George Namur, the former general manager of Shell's Houston-based gas and power trading division, said that the options could prove to be worthless. He also claimed the options were only justified internally by using questionable forecasts about future power prices and "creative" accounting techniques in order to meet Shell's required rate of return.

Under a series of "tolling agreements" Shell has committed to pay $7.4bn to independent power producers over the next 20 years in return for an option to sell the power generated from the gas it supplies to the stations.

If power prices are high then Shell makes a profit by exercising its options to sell the power produced from its gas. If they are low, then Shell makes a loss because it is still contracted to make the capacity payments.

The agreements were taken out three years ago at the top of the US power market, since when average US power prices have fallen by a third.

Shell, chaired by Philip Watts, insisted yesterday that its accounting approach to the tolling agreements was conservative and that the deals were only entered into after "rigorous due diligence and evaluation processes".

Nevertheless, shares in the company fell by more than the market. They ended 36.5p or 8 per cent lower at 415p – a level last seen at the beginning of 2000.

Mr Namur was quoted as saying: "If power prices collapse or even stabilise, there is potentially zero return on the investment." He also said: "We knew what our capacity payments would be and then had to use highly optimistic power price forecasts and other creative items to exceed the 15 per cent return rate."

However, Shell maintained that it had made transparent disclosure of the tolling agreements in its 2001 accounts.
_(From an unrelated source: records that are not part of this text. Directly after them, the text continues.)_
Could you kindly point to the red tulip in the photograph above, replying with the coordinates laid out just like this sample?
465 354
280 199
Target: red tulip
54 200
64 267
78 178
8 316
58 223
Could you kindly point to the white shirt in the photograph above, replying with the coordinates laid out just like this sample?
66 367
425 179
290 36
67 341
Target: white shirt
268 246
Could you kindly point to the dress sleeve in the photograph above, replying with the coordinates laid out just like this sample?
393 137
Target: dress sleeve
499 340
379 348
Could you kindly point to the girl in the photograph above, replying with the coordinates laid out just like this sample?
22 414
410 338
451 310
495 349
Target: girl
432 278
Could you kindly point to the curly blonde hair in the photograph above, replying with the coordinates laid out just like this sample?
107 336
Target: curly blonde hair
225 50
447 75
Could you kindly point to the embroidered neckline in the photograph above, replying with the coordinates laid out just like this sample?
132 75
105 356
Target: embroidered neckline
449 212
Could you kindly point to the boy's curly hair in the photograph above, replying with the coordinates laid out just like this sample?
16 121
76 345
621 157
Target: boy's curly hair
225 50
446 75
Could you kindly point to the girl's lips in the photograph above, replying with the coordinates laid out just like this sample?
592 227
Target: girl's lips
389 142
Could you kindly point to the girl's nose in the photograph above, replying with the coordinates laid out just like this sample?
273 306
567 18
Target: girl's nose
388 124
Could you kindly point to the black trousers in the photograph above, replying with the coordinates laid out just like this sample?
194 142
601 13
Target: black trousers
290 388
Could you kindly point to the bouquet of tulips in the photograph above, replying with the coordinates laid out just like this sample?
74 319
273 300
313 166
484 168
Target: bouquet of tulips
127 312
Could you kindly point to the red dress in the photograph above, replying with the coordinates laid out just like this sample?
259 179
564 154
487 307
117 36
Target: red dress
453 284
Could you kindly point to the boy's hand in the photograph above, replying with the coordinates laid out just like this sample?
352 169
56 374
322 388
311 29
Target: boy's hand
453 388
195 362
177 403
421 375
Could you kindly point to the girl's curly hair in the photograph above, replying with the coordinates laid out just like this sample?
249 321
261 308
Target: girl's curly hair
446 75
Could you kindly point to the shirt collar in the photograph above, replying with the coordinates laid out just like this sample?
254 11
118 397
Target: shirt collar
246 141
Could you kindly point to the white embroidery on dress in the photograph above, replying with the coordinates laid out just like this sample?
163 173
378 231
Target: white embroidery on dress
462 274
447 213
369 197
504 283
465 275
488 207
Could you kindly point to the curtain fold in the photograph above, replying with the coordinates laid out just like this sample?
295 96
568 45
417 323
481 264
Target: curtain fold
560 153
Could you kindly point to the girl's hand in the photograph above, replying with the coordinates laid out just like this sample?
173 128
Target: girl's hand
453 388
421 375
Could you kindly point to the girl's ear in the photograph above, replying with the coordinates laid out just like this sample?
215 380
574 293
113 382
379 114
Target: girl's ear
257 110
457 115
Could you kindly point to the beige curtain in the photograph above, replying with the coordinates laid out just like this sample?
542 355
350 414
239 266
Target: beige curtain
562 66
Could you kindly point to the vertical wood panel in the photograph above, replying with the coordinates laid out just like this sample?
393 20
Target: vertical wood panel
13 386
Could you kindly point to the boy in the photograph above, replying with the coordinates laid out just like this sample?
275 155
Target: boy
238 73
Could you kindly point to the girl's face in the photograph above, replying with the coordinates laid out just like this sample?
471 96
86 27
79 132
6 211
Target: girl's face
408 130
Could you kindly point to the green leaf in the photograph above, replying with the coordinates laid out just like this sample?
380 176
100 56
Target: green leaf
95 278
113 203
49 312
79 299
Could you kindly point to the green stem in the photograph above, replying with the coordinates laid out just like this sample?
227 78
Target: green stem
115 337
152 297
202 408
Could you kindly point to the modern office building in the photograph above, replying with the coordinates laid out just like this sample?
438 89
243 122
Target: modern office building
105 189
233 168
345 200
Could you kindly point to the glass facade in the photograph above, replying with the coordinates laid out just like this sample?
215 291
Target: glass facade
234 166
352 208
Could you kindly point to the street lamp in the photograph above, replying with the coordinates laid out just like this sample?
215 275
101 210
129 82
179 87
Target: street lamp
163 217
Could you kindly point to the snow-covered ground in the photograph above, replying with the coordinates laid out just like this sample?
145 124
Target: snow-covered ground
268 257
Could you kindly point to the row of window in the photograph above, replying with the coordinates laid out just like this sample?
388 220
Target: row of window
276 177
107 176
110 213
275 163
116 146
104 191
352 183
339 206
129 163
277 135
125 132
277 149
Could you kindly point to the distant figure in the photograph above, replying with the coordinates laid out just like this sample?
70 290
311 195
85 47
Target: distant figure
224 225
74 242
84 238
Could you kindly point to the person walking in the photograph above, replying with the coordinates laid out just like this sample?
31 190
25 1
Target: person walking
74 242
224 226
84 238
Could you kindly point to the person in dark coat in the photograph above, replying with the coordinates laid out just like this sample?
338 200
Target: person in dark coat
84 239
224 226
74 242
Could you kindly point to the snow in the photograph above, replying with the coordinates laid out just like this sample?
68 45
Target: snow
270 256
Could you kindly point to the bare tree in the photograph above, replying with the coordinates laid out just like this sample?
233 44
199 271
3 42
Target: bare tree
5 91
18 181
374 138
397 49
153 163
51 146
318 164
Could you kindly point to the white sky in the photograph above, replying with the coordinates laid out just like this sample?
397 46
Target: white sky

The company said that it did not recognise any gains implicit in the deals when the contracts were signed and booked profits and losses on the agreements as they arose.

It added that most of the tolling payments did not fall due until after 2007. "Shell believes the transactions will yield satisfactory returns over their lives, which in many cases extends to 20 years."

Although such tolling agreements are common in the power industry, analysts cautioned that the price forecasts on which they are based were susceptible to very big variations.

This is because the lack of long-term liquidity in the gas and electricity markets makes it difficult to give reliable forecasts about prices over the 20-year life of a power plant.